Bill swallowed hard, remembering Spider's cry, his hand sticking out of the ice. The way the henchman had sunk into the ice while screaming.
And that was the question the Doctor had been working towards, wasn't it? Was all the wonder she'd seen worth the death she'd seen? Would she trade seeing the stars for the memory of Heather being absorbed by the pilot-thing? She hadn't when the Doctor had tried to erase her memories, but still…
Was the thrill of adventure worth seeing someone else innocent, someone like Spider, die? Or worse, participating in someone's death?
Could she risk becoming like the Doctor, someone who 'moved on'? Or would she come to the point where she no longer cared, a cold, callous killer like Sheffield?
She paused, thinking of how she'd differentiated between the two in her mind. And what was the difference, really? The Doctor hadn't had a problem dropping Sheffield or his minion into the river.
Snippets of things the Doctor had said came back to her. 'the first lesson I had to learn...you can't save everyone, no matter how hard you try. Everyone has a time and place to die, and you can't stop that.
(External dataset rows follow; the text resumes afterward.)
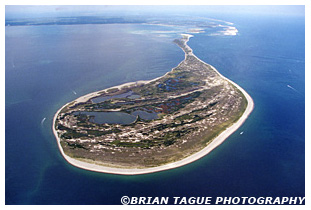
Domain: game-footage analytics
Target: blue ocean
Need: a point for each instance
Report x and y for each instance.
(47, 66)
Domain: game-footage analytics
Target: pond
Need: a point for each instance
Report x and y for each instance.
(117, 117)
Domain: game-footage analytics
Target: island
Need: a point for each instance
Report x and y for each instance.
(150, 126)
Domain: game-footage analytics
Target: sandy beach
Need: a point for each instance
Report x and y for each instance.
(135, 171)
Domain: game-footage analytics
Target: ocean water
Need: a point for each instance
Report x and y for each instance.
(48, 66)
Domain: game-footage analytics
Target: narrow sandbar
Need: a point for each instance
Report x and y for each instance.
(135, 171)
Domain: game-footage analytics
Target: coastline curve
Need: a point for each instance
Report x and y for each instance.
(136, 171)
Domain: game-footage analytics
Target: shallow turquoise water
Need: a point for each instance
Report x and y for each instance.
(48, 66)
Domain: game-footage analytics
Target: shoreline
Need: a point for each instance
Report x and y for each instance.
(136, 171)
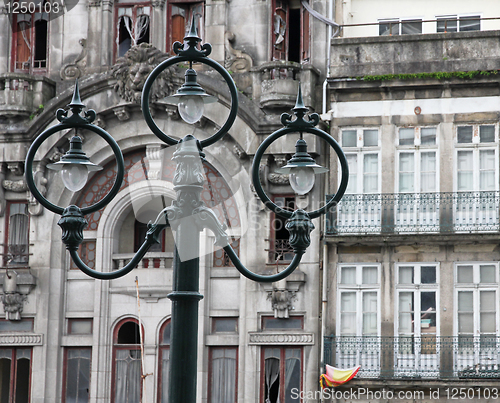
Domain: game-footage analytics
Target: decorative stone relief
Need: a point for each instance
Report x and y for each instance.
(16, 288)
(34, 207)
(15, 186)
(17, 168)
(131, 71)
(283, 293)
(236, 60)
(275, 178)
(72, 71)
(154, 157)
(2, 193)
(121, 113)
(300, 339)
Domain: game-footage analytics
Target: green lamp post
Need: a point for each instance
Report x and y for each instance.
(188, 215)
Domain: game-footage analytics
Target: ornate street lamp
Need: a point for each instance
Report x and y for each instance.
(188, 215)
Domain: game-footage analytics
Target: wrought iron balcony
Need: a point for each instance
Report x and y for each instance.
(407, 357)
(415, 213)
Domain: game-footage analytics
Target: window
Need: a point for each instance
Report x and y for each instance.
(127, 383)
(164, 364)
(477, 301)
(408, 27)
(417, 160)
(221, 259)
(180, 15)
(362, 153)
(361, 205)
(223, 374)
(476, 177)
(30, 41)
(272, 323)
(224, 325)
(452, 23)
(17, 234)
(280, 250)
(417, 324)
(133, 25)
(80, 326)
(290, 31)
(15, 375)
(76, 375)
(282, 373)
(358, 293)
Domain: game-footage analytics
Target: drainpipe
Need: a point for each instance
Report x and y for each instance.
(329, 50)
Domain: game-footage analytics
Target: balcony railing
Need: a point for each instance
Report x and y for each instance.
(161, 260)
(413, 213)
(423, 357)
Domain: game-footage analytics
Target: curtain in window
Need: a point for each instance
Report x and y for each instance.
(406, 313)
(272, 373)
(428, 172)
(18, 234)
(292, 374)
(465, 176)
(370, 174)
(406, 172)
(369, 313)
(78, 375)
(128, 376)
(487, 170)
(165, 374)
(223, 388)
(348, 314)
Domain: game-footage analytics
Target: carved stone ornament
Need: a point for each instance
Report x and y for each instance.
(236, 60)
(74, 70)
(16, 288)
(15, 186)
(283, 293)
(131, 71)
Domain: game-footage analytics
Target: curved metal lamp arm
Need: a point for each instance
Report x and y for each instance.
(73, 222)
(299, 226)
(259, 277)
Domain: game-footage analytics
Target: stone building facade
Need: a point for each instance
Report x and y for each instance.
(66, 337)
(416, 235)
(412, 96)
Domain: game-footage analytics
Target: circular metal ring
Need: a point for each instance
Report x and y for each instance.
(273, 137)
(177, 59)
(120, 174)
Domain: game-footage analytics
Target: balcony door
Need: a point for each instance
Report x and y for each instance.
(417, 203)
(476, 204)
(417, 324)
(360, 210)
(358, 323)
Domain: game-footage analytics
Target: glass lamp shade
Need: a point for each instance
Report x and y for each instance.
(191, 108)
(74, 176)
(302, 179)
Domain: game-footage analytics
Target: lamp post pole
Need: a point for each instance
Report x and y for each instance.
(188, 215)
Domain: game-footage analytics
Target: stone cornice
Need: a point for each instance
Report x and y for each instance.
(298, 339)
(21, 339)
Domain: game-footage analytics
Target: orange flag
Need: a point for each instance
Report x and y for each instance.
(335, 376)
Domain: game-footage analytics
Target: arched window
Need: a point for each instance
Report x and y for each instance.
(127, 383)
(30, 35)
(164, 364)
(133, 26)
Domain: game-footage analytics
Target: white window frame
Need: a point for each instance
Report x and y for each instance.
(359, 288)
(476, 286)
(417, 149)
(400, 22)
(458, 17)
(360, 150)
(416, 287)
(475, 146)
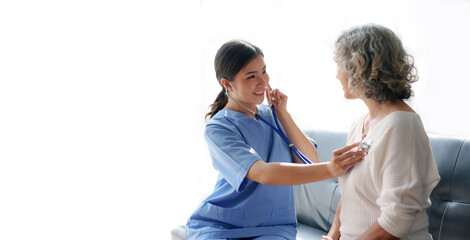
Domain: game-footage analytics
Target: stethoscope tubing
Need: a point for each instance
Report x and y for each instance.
(277, 129)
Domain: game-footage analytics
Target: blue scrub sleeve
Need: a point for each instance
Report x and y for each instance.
(231, 155)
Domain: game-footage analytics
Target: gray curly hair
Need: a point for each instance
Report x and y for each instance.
(376, 63)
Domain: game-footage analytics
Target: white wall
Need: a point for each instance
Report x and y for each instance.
(102, 103)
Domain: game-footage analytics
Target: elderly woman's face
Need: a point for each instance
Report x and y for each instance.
(343, 78)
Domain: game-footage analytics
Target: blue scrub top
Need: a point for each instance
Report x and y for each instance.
(239, 207)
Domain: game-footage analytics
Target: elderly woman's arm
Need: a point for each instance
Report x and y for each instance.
(377, 232)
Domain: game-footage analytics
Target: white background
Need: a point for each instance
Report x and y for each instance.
(102, 103)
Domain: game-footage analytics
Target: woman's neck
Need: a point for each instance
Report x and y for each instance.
(231, 105)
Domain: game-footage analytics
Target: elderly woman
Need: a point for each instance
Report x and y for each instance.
(386, 195)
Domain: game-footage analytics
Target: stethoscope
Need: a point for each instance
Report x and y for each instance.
(277, 129)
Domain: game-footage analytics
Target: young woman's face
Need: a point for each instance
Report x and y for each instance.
(249, 85)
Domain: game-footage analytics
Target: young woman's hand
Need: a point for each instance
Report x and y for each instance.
(277, 98)
(344, 158)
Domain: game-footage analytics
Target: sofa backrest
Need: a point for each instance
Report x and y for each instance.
(449, 213)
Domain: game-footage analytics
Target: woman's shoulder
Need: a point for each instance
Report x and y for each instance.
(402, 123)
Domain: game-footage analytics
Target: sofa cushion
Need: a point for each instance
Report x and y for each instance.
(450, 211)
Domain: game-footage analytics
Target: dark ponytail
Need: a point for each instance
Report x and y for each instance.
(218, 104)
(229, 60)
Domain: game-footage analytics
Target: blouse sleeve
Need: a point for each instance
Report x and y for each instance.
(230, 154)
(407, 173)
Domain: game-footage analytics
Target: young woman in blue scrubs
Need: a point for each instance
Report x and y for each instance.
(253, 197)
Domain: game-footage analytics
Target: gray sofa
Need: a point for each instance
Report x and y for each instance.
(449, 215)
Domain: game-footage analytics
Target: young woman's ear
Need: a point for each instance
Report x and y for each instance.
(226, 84)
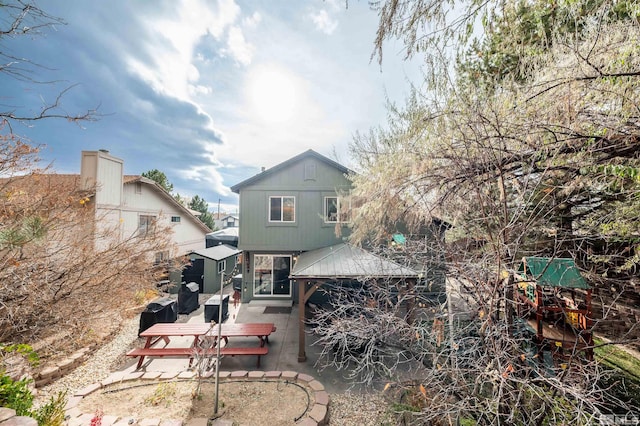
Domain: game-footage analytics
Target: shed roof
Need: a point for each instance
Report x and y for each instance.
(226, 234)
(553, 272)
(344, 261)
(219, 252)
(307, 154)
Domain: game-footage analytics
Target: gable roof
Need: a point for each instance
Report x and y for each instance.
(307, 154)
(345, 261)
(553, 272)
(131, 179)
(217, 253)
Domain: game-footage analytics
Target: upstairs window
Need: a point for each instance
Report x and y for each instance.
(146, 224)
(282, 209)
(336, 210)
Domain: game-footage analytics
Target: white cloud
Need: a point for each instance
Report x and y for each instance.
(238, 46)
(195, 90)
(252, 21)
(173, 39)
(324, 22)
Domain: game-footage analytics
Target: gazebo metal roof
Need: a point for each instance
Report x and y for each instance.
(553, 272)
(217, 253)
(345, 261)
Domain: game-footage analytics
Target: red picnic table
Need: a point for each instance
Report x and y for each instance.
(199, 331)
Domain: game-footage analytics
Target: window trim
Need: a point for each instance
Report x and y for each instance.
(339, 201)
(282, 198)
(150, 224)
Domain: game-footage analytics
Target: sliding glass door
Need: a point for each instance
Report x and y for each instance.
(271, 275)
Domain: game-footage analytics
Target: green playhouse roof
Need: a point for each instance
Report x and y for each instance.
(553, 272)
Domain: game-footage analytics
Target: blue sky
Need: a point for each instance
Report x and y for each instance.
(206, 91)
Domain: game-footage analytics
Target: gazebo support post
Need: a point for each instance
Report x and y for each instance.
(303, 297)
(411, 302)
(302, 356)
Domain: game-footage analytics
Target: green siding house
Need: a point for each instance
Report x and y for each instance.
(286, 210)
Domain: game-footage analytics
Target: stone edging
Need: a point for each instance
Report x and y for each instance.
(318, 414)
(55, 370)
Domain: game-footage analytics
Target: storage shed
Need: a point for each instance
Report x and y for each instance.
(218, 261)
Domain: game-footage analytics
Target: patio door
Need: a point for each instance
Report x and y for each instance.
(271, 275)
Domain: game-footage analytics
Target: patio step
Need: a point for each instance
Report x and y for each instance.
(287, 303)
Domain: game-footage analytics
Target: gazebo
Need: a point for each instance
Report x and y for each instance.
(342, 262)
(554, 300)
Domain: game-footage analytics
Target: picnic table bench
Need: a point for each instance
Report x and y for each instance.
(202, 333)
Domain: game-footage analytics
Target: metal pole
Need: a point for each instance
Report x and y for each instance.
(219, 342)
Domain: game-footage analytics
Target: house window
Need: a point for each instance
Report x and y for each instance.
(310, 171)
(336, 210)
(146, 224)
(282, 209)
(161, 257)
(271, 275)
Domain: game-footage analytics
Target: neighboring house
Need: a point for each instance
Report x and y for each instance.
(213, 264)
(131, 204)
(293, 207)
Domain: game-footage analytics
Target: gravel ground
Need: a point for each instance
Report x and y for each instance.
(345, 409)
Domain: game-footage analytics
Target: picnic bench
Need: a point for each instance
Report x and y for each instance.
(202, 333)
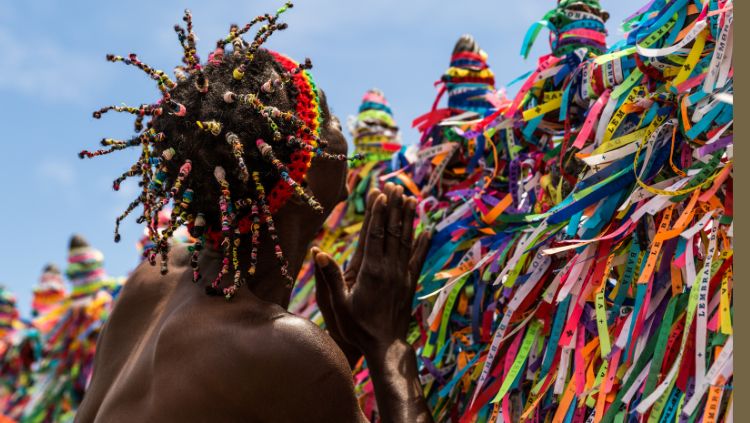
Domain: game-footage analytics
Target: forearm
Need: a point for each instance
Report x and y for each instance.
(393, 370)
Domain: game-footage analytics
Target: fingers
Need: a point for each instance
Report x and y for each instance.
(394, 224)
(329, 273)
(419, 254)
(356, 261)
(375, 235)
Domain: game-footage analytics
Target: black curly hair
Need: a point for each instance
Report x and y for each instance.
(227, 144)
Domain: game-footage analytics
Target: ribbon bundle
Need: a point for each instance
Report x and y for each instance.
(67, 332)
(581, 267)
(377, 140)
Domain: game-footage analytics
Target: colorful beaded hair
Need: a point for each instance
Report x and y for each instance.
(249, 117)
(49, 292)
(374, 131)
(469, 80)
(573, 24)
(8, 310)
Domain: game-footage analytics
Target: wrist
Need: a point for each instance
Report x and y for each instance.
(380, 351)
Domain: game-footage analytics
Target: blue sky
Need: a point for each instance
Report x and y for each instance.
(53, 75)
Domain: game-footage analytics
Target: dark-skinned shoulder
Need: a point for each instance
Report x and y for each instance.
(298, 374)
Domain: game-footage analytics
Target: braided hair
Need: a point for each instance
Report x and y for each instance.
(228, 143)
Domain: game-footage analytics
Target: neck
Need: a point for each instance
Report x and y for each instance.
(268, 284)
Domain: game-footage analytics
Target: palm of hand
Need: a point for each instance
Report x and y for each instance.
(370, 304)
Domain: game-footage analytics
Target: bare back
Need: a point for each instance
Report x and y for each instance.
(171, 353)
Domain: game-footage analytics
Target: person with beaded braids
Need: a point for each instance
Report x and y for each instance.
(247, 152)
(376, 137)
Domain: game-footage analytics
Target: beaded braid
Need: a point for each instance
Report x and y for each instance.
(267, 174)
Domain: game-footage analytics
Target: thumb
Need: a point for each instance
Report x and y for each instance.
(328, 276)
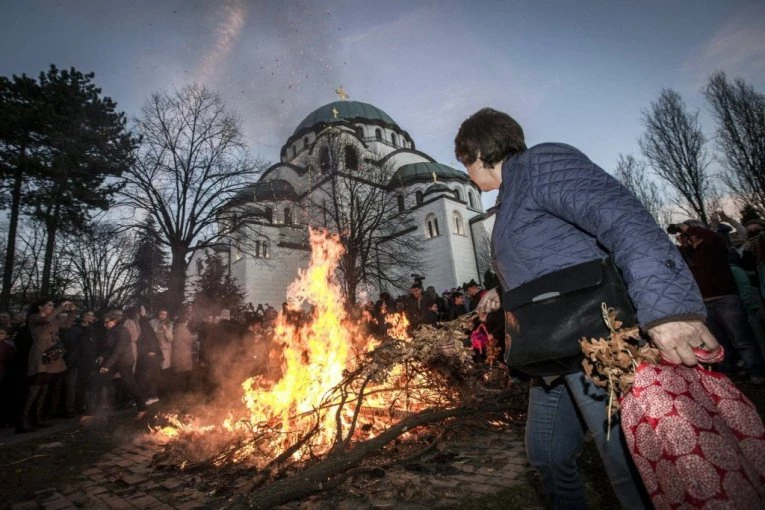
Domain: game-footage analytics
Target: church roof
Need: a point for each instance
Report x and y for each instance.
(275, 189)
(424, 171)
(348, 111)
(438, 187)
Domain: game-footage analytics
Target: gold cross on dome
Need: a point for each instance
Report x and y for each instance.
(341, 93)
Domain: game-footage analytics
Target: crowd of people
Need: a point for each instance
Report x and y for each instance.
(727, 261)
(56, 361)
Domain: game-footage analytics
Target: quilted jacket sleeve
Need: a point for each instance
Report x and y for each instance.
(565, 183)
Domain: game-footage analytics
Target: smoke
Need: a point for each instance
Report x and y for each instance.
(275, 61)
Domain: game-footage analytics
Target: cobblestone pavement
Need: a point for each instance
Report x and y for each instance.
(465, 467)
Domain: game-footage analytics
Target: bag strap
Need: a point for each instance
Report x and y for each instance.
(563, 281)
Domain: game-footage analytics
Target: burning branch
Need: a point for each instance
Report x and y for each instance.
(342, 396)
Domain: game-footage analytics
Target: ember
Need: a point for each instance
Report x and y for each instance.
(342, 395)
(332, 388)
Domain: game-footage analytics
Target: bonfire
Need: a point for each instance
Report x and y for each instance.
(342, 395)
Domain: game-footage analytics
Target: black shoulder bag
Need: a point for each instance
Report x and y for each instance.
(547, 317)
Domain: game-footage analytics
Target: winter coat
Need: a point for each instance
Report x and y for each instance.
(44, 331)
(183, 348)
(121, 356)
(558, 209)
(164, 331)
(148, 342)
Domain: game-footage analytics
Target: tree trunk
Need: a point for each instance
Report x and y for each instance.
(177, 285)
(51, 229)
(10, 254)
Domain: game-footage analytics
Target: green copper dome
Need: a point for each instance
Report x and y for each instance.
(422, 172)
(344, 111)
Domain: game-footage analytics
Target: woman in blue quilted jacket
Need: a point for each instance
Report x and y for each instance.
(557, 209)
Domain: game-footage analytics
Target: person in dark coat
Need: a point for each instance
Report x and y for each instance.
(80, 357)
(150, 359)
(45, 361)
(121, 360)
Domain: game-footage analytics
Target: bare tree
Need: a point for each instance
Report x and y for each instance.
(191, 162)
(740, 114)
(633, 174)
(354, 200)
(674, 146)
(101, 260)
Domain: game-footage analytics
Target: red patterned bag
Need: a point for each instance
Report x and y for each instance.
(695, 438)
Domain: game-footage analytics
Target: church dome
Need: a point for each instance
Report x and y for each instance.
(273, 190)
(348, 111)
(437, 188)
(425, 171)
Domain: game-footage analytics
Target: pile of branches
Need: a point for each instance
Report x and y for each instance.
(434, 370)
(612, 362)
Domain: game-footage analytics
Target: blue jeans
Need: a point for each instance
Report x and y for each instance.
(727, 320)
(559, 415)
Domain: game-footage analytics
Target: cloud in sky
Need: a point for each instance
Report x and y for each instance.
(233, 14)
(738, 48)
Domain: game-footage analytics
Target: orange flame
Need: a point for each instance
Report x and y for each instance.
(316, 357)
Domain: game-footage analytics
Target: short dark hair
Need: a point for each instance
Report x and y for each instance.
(491, 135)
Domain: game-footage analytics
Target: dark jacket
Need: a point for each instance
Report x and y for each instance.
(121, 357)
(148, 342)
(709, 264)
(557, 209)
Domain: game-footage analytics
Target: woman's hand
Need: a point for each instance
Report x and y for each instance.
(676, 340)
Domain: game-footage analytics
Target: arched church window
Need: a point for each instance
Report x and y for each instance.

Sometimes you shouldn't...sometimes I still find myself trying to save people I know can't be saved, fighting the inevitable.'
'I couldn't endure it anymore...I carved the words 'NO MORE' into the Dalek home-world and the wall of the capital of my home planet...'
'I tried to remember how to be the Doctor again...the pacifist who saved people.'
'I promised myself I'd never make that choice again. Especially not for another race.'
And there it was. The Doctor had done things, seen things, been part of awful things. But no matter how he acted or brushed it off with 'I moved on' or justified it with 'others will die if I don't', he regretted it. It was there in his voice, in his expressions and his eyes.
It had been there the whole time he'd answered her questions in the park. And underneath the anger in his eyes when she'd admonished and challenged him at the Frost Fair.
He did what he had to and moved on, but that didn't mean he didn't feel anything. He'd just had more practice at dealing with it, compartmentalizing it while he tried to sort things out, until he had time to think on it.
It was what she'd have to learn if she wanted to keep traveling and studying with him. How to deal with inevitable losses, to look death in the eye and keep going, even if it hurt her later, even if it was tragic and upsetting and all she wanted to do was cry.
Her foster mum had always said there was no such thing as a free lunch. This was apparently part of the price for traveling the universe with the Doctor.
Bill set to work fleshing out her essay, but her mind was on the conclusion, and the question she'd have to answer there.
Was the adventure worth the price?
Author's Note: I just kind of felt like this was unresolved, and something they'd get back to. I tried to keep it accurate, but apologies if I missed anything.